Start of semester kick-off event previews growing outreach of office on campus
A chorus of female voices echoed throughout East Campus on Thursday evening as students gathered on the lawn of Seven Palms amphitheater for a collective night of worship.
The Office of Women’s Development (OWD) invited students to their bi-annual “Women’s Night of Worship” event as a means of uniting both incoming and returning members of the student community through their commonality of being Christians.
The event’s theme of sisterhood was reiterated throughout Director of Commuter Life and guest speaker Rhianna Pierre- Puckett’s speech, as she retold the story from the book of Luke where Mary relied on her sister Elizabeth’s help to live through one of the hardest moments of her life where she was pregnant with Jesus.
Puckett’s red lipstick, bright fuchsia dress and enthusiasm projected onto the crowd of around 50 -mostly female- students. They cheered on her call for everyone on the lawn of Seven Palms to love one another as sisters, and bowed their heads in unison as she prayed for the gathered students to show support for one another in times of hardship that will arise throughout the semester.
The theme of sisterhood, however, was not constrained to women alone.
Male students wandered in and out of the amphitheater throughout the event, giving women hugs of encouragement and affirmation. Members of APU’s Brothers Against Harassment movement also came to support their fellow campus organization.
Domenicque Epati-Hale, a junior international business major, said these small gestures of kindness and intimate gatherings allow people grow to become agents of change once they enter the real world outside of college.
Throughout the night, student performers guided worship. Attendees were encouraged to indulge in snacks as well partake in activities such as painting.
In a distant corner of the amphitheater, a small whiteboard with pink post-its was set up for students to share what sisterhood means to them.
OWD Director Elaine Richardson explained sisterhood means to have a bond with women that transcends generations.
“We are interconnected, and if we start to see ourselves that way, then sisterhood becomes who we are,” Richardson said.

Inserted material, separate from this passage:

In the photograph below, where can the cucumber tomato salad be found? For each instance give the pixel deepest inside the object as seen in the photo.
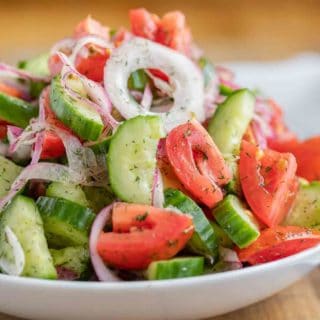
(127, 155)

The OWD has been actively promoting this notion of interconnectivity through their core, annual events such as the “Clothesline Project,” “Stand Up For Your Sister” and “Women’s Night of Worship.”
This school year, the OWD will expand their on-campus outreach initiatives to host western author Chris Enns during women’s history month in the spring semester, celebrating the anniversary of women’s right to vote.
The office has also continued to maintain the food pantry that they launched in December 2018. According to Richardson, the pantry has grown vastly since it first opened and an abundance of donations has allowed the office to keep it fully-stocked.
“We have men and women coming together on this campus to make sure they are well fed, have what they need to have in order to thrive, and make sure we are respecting and loving one another throughout our differences,” Richardson said.